Estado

Má decisão, fraca discussão

Uma decisão do Supremo dos EUA levanta um imediato debate público. Os jornais escrevem longamente sobre a sua substância e implicações; os políticos debatem livremente as suas causas e diferentes visões. Por cá, um importante chumbo do TC acaba sempre numa discussão pobre: ou se considera o Governo antidemocrático; ou se acusa os juízes de falta de bom senso.
O que está em causa naquele diploma é muito mais estrutural: é um sistema de valores e um caminho para o país. E o acórdão – que li – obriga-me a ser claro na discordância sobre o seu teor.

Os juízes do TC alegam que o diploma do Governo tem «falta de clareza» nos motivos para o despedimento. Diz mesmo que está «ausente da exposição de motivos da proposta de lei qualquer razão objectiva específica para a revogação da norma de salvaguarda» que protege o vínculo eterno dos funcionários.

Acho admissível que os juízes considerem que, para respeitar a justa causa definida na constituição, o Governo podia ser mais preciso nas razões identificadas para reestruturar a sua dimensão, os serviços e as pessoas (des)necessárias.

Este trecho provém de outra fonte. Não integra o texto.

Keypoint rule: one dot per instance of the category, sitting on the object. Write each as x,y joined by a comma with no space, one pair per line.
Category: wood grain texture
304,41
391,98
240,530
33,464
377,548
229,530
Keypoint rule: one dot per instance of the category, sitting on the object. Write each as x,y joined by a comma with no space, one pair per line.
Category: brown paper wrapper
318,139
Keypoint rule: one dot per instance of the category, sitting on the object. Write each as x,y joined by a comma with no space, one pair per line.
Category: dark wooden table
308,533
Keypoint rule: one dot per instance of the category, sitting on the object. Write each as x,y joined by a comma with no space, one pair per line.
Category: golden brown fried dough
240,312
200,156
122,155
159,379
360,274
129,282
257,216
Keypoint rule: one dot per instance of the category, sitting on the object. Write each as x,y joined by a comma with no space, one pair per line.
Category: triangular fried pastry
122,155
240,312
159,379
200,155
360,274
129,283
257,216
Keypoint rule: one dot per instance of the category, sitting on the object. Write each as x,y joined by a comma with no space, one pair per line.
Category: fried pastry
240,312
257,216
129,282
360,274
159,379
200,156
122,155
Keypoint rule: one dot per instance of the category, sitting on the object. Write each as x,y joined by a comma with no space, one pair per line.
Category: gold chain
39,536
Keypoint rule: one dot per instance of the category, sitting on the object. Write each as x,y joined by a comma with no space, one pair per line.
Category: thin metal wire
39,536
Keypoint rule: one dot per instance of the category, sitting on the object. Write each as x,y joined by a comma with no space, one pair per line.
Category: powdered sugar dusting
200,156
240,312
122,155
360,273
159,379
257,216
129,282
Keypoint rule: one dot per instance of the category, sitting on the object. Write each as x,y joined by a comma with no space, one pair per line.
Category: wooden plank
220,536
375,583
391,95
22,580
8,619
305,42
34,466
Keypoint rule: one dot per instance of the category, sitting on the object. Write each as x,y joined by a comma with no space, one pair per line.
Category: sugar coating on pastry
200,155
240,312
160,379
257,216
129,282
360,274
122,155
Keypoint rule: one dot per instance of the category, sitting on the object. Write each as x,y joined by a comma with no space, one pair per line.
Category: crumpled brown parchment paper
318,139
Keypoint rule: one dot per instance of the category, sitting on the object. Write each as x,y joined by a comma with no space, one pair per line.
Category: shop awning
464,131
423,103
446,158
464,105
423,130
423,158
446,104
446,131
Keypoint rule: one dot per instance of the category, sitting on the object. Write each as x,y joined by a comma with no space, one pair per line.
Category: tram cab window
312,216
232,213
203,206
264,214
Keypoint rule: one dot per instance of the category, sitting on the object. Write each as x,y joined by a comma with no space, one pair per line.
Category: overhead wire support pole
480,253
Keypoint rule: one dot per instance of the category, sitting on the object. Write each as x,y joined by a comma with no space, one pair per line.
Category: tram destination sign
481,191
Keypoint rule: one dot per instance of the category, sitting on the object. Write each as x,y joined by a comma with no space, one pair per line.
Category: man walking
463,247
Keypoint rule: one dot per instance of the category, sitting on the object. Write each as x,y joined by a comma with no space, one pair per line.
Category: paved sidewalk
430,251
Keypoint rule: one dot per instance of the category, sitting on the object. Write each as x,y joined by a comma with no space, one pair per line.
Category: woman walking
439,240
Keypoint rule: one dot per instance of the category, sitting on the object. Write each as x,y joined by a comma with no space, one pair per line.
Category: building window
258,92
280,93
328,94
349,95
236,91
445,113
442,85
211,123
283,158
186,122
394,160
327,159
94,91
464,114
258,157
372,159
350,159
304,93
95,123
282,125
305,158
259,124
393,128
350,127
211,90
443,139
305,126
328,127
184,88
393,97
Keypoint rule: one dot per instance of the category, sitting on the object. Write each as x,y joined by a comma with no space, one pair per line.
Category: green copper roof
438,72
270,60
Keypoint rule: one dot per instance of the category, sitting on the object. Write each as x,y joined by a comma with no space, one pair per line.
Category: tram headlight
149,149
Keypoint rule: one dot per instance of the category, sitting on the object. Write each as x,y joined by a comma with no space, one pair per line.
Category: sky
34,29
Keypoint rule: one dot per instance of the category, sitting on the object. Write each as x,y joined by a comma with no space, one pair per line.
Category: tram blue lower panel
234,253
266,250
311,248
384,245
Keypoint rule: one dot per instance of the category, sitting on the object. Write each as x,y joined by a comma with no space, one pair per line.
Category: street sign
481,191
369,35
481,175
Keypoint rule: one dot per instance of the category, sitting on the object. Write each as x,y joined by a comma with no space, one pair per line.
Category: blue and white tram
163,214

Mas apresentar as razões de natureza orçamental como conjunturais é, na minha opinião, parecido com os jornalistas que escrevem sobre política sem se darem ao trabalho de ler, de fio a pavio, cada um dos relatórios da troika.

Ao longo do extenso acórdão, o facto de o país estar sob intervenção externa e sem financiamento autónomo para pagar os salários e pensões merece, aliás, apenas uma referência. E o Tratado Europeu, subscrito pelo Parlamento, que define o objectivo preciso de reduzir a dívida pública para 60%, que implica excedentes orçamentais persistentes, nem referência tem.

A crise, esta crise, não é conjuntural, será infelizmente duradoura. E na minha opinião isso implica mudar os instrumentos que o Estado tem à disposição para a sua recomposição. Admito que os juízes não concordem, mas acho que tinham o dever de, pelo menos, ponderar tanto isso no acórdão como as muitas opiniões de jurisconsultos que lá citam.

Mais: para o chumbo do segundo ponto da proposta, o TC argumenta com a lei de 2008 (pré-crise) que, alega, reforçou as expectativas dos funcionários já existentes nessa data de que não seriam despedidos. Mas, pergunto eu, se a Constituição não proíbe esse despedimento, por que não pode um Governo alterar agora a lei? Como perguntou já Vital Moreira: pode um direito adquirido nesta matéria prevalecer contra um interesse público imperioso? Para mim, o argumento não faz sentido – e abre um perigoso precedente.

Sou, portanto, claro: eu acho que o Estado deve poder (justificadamente) despedir pessoas. Acho até que os seus trabalhadores gozam hoje de dupla protecção. É que, mesmo podendo despedir livremente, nunca será a mesma coisa um despedimento feito pelo Estado ou um feito por um empresário. O empresário nunca terá de o explicar – senão talvez em tribunal; o Estado terá de explicá-lo sempre a triplicar: aos media, à oposição e ao eleitorado.

Por tudo isto, ao invés de criticar o juízes, é minha opinião que o Governo devia corrigir o possível e reapresentar a proposta. Não por confrontação. Mas por livre escolha política – é para isso que um Governo é eleito. Mesmo que depois perca.